George Booker
Psalms Studies - Book 1

3. The Imprecatory Psalms

Certain psalms are commonly called “imprecatory psalms” because they invoke the judgments of God against His enemies. The psalms most generally placed in this category are 7, 35, 58, 59, 69, 83, 109, 137, and 139. A number of other psalms, as well as other parts of Scripture, contain brief imprecations; but these nine have imprecation as their chief element.

The basic question with these psalms, as many interpreters see it, is an ethical question: How can it be right to wish or pray for the destruction of others when the Bible teaches elsewhere and often that one should love his enemies, and pray for those who persecute him (Matt. 5:44)?

To this question, generally stated, there have been numerous answers:

  1. The imprecations were by David’s enemies: It has been suggested (H.A. Whittaker, Enjoying the Bible, pp. 205,206) that the imprecation in Psalm 109:6-20, as one example, is not the utterance of David against his enemies, but is the cursing of those enemies against David himself (cp. 2 Sam. 16:5-13). This solution requires the insertion of the word “saying” at the end of verse 5. Some might consider the suggestion of an insertion as “adding unto the word” (Deut. 4:2; Prov. 30:6; Rev. 22:13). However, justification for this sort of approach may be found in the italicized word “saying” in Psalm 2:2 (AV) to explain the quotation in 2:3 which must obviously be attributed to David’s enemies.
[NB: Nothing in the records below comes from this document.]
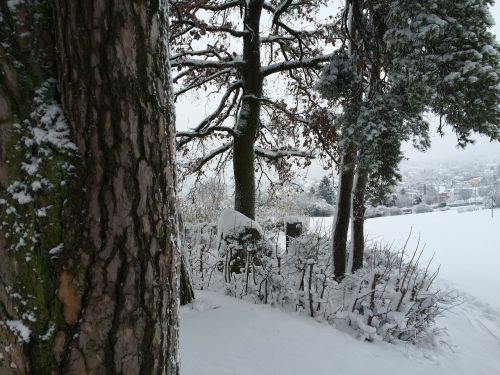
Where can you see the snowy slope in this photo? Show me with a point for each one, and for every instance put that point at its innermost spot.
(466, 244)
(222, 335)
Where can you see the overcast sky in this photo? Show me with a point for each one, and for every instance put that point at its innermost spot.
(443, 148)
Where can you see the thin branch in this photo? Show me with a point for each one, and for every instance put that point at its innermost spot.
(213, 154)
(313, 62)
(282, 153)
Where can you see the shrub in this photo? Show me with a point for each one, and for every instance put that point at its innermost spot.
(391, 298)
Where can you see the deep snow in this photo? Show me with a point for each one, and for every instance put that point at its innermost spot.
(222, 335)
(466, 244)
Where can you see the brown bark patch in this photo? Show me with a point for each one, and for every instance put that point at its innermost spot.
(68, 297)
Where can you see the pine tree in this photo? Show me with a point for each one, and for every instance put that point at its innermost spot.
(421, 55)
(88, 241)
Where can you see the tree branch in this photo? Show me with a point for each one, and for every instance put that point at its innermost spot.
(313, 62)
(211, 155)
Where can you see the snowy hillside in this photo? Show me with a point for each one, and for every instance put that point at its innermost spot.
(222, 335)
(466, 244)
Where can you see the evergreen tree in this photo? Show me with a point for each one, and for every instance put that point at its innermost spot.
(426, 55)
(88, 224)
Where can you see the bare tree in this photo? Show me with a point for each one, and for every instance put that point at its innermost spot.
(223, 46)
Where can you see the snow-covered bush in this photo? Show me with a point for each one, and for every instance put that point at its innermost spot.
(422, 208)
(391, 298)
(382, 211)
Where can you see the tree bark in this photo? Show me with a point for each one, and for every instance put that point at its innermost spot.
(343, 212)
(358, 213)
(248, 121)
(349, 156)
(96, 283)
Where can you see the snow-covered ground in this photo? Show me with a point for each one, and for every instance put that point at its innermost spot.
(466, 244)
(222, 335)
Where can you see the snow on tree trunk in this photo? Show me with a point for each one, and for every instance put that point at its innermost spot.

This proposal has merit in the single case, and could perhaps apply to some others; but a similar approach to all eight imprecatory psalms would probably be stretching the point.
  2. The imprecations expressed David’s own sentiments only: This suggestion is that David is, in such psalms, speaking the sentiments of his own heart and not those of the Holy Spirit. According to this view, the inspiration of David’s curses does not mean that God approved of the anger in David’s heart when he wrote those curses (Alan Hayward, God’s Truth, p. 195). This view, however, overlooks or perhaps does not give sufficient weight to the scriptural record of David as a man who did not indulge in a spirit of personal revenge (1 Sam. 24:1-7; 26:5). And furthermore, this view could lead down the treacherous path by which we are faced continually with the dilemma: ‘Is this verse, or that, inspired and meaningful as an example to me? Or is it merely David (or Isaiah, or Moses, or Paul) expressing his own personal sentiment rather than God’s?’
  3. The imprecations demonstrate the inferior principle of spiritual life in the Old Testament: This view is the favorite of many “orthodox” scholars, being founded on the doctrine of “progressive revelation”. By this is meant that the Old Testament worthies could not have been expected to show any of the kinder and gentler and more “Christian” virtues of character, since they had not the slightest inkling in their day that such qualities were even desirable! This approach is, as it should be, totally unacceptable to Christadelphians, who rightly take Old and New Testaments to be equally inspired and infallible. Also, such passages as Leviticus 19:17,18; Proverbs 20:22; 24:17,18; 25:21,22; and Job 31:29,30 show that, in the matter of personal vengeance, the Old Testament is every bit up to the standard of the New.
  4. The imprecations are prophetic: According to this view, David was not only a poet, but also a prophet declaring what would happen to the ungodly. His statements, then, were not private and personal at all, but instead the judgments of God. It is pointed out, in defense of this view, that some of the imprecatory psalms are quoted in the New Testament as being fulfilled then (Psa. 69:25 and 109:8 in Acts 1:20; Psa. 69:22,23 in Rom. 11:9,10). But, linguistically speaking, in both English and Hebrew, the “imprecations” are not simple declarations of what will happen, but rather wishes or prayers for what may happen. Thus, what appears at first sight to be a very satisfactory solution may be seen as going only half the way to answering the question: “How could David pray as he did?”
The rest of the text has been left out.